La vida y la obra de Curzio Malaparte (1848-1957) encarnan la paradoja de la libertad. La libertad de un poeta que ha defendido a lo largo de su existencia el arte en contra de la barbarie, de un librepensador convencido que sólo el respeto por la cultura podía salvar a Europa de la catástrofe de la dictadura y la guerra.
Una paradoja que él, quizás de manera inconsciente, había predicho cuando en 1925 firmó por primera vez con su nombre artístico el ensayo Italia bárbara: Kurt Erick Suckert, nacido en Prato, Italia, de padre alemán y mamá italiana, escogió su pseudónimo inspirándose en un panfleto decimonónico titulado Los Malaparte y los Bonaparte
Este pseudónimo literario fue tristemente acertado: el escritor italiano durante su vida cambió seguido de “parte” (pasó del fascismo al liberalismo, del comunismo al catolicismo) y esto le costó no solamente críticas y descrédito, sino también años de cárcel, de exilio y de persecuciones políticas.
En eso estriba justamente la paradoja: “No es cierto, como se lamentaba Jonathan Swift, que no se gana nada con defender la libertad”, escribe Malaparte en el prefacio a la primera edición italiana del 1948 de Técnica del golpe de Estado, libro que publicado por primera vez en Francia en 1931, lo lanzó a la fama como escritor. “Siempre se gana algo: aunque sólo sea la conciencia de la propia esclavitud, por la que el hombre libre reconoce a los demás”.
Y es por eso que también Malaparte, a la par de otros grandes escritores italianos como Pasolini o Papini (otro que en su vida cambió frecuentemente y con desenvoltura de “parte”—¿será esto lo que no le gusta a los intelectuales italianos?), tuvo más éxito en el exterior que en su país.
Las dos obras que consolidaron su fama mundial, Kaputt (1944) y La piel (1949), fueron reeditadas en español por Galaxia Gutenberg y son de próxima salida en las librerías de México. Sin embargo, antes de hablar de estos libros hay que hacer un paso atrás, y regresar a Técnica del golpe de Estado, indispensable para entender la vida, la sucesiva producción –y las paradojas– de nuestro autor.
Entre el Bien y el Mal
“Odio este libro mío. Lo odio con toda el alma”. Así inicia el citado prefacio a la edición de 1948, titulada Que a defender la libertad uno siempre pierde. “Me ha dado la gloria, esa pobre cosa que es la gloria, pero también muchos disgustos. A causa de este libro he conocido la cárcel y el destierro, la traición de los amigos, la mala fe de los adversarios, el egoísmo y la maldad de los hombres”. Y continúa: “Con este libro nació la estúpida leyenda que me convirtió en un ser cínico y cruel, una especie de Maquiavelo disfrazado de cardenal de Retz cuando no soy más que un escritor, un artista, un hombre libre que padece más los males ajenos que los propios”.

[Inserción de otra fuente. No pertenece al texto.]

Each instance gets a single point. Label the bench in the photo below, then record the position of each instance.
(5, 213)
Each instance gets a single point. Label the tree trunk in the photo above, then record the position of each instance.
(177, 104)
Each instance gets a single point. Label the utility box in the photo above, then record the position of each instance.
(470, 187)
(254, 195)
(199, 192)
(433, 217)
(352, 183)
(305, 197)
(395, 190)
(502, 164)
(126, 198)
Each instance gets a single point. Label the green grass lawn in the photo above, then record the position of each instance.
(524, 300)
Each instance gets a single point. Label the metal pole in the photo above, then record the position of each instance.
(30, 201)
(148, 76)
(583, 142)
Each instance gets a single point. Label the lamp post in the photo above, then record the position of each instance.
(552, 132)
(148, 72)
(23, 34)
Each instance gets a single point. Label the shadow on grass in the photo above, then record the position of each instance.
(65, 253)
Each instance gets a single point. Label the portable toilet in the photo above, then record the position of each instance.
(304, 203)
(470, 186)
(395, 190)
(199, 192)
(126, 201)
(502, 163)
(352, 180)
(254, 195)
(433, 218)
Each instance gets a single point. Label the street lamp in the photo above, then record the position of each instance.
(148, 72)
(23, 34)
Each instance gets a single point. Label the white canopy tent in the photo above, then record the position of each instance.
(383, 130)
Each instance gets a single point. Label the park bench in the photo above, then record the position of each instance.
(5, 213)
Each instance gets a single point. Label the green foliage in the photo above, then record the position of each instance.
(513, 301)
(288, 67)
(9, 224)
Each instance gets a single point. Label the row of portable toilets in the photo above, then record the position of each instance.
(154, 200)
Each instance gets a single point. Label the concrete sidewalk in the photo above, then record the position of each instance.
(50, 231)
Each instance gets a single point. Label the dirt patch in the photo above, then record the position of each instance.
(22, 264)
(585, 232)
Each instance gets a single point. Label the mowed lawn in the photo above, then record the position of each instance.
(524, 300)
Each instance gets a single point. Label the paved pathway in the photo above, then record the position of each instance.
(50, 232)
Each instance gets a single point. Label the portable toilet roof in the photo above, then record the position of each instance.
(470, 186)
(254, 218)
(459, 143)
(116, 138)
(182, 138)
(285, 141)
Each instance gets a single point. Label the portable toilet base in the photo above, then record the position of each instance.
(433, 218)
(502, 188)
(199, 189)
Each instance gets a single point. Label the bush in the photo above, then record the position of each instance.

Técnica del golpe de Estado fue prohibido en varios países europeos y, en particular, en la Italia de Mussolini y la Alemania hitleriana, donde fue quemado en plaza pública según la costumbre nazi.
Bien recibido en los ambientes republicanos de Inglaterra, Estados Unidos y España, pero sobre todo de Francia, donde incluso se convirtió en un clásico, el libro fue considerado, tanto por la izquierda como por la derecha, como una invitación a la conquista violenta del poder, cuando, al contrario, en las intenciones del propio autor debía ser un análisis técnico para la defensa del Estado.
Más allá de las críticas, este libro, que como pocos, dice Malaparte, ha servido así de bien, y de manera gratuita, al Bien y al Mal: significó un cambio radical en su vida. El escritor se había adherido con entusiasmo al fascismo desde sus inicios, y fue uno de los intelectuales que impulsó y celebró la llegada al poder de Mussolini. Sin embargo, cuando la política del dictador comenzó a alejarse de los ideales de revolución social que habían fundamentado la teoría fascista, tomó distancia, hasta llegar al repudio y la condena abierta.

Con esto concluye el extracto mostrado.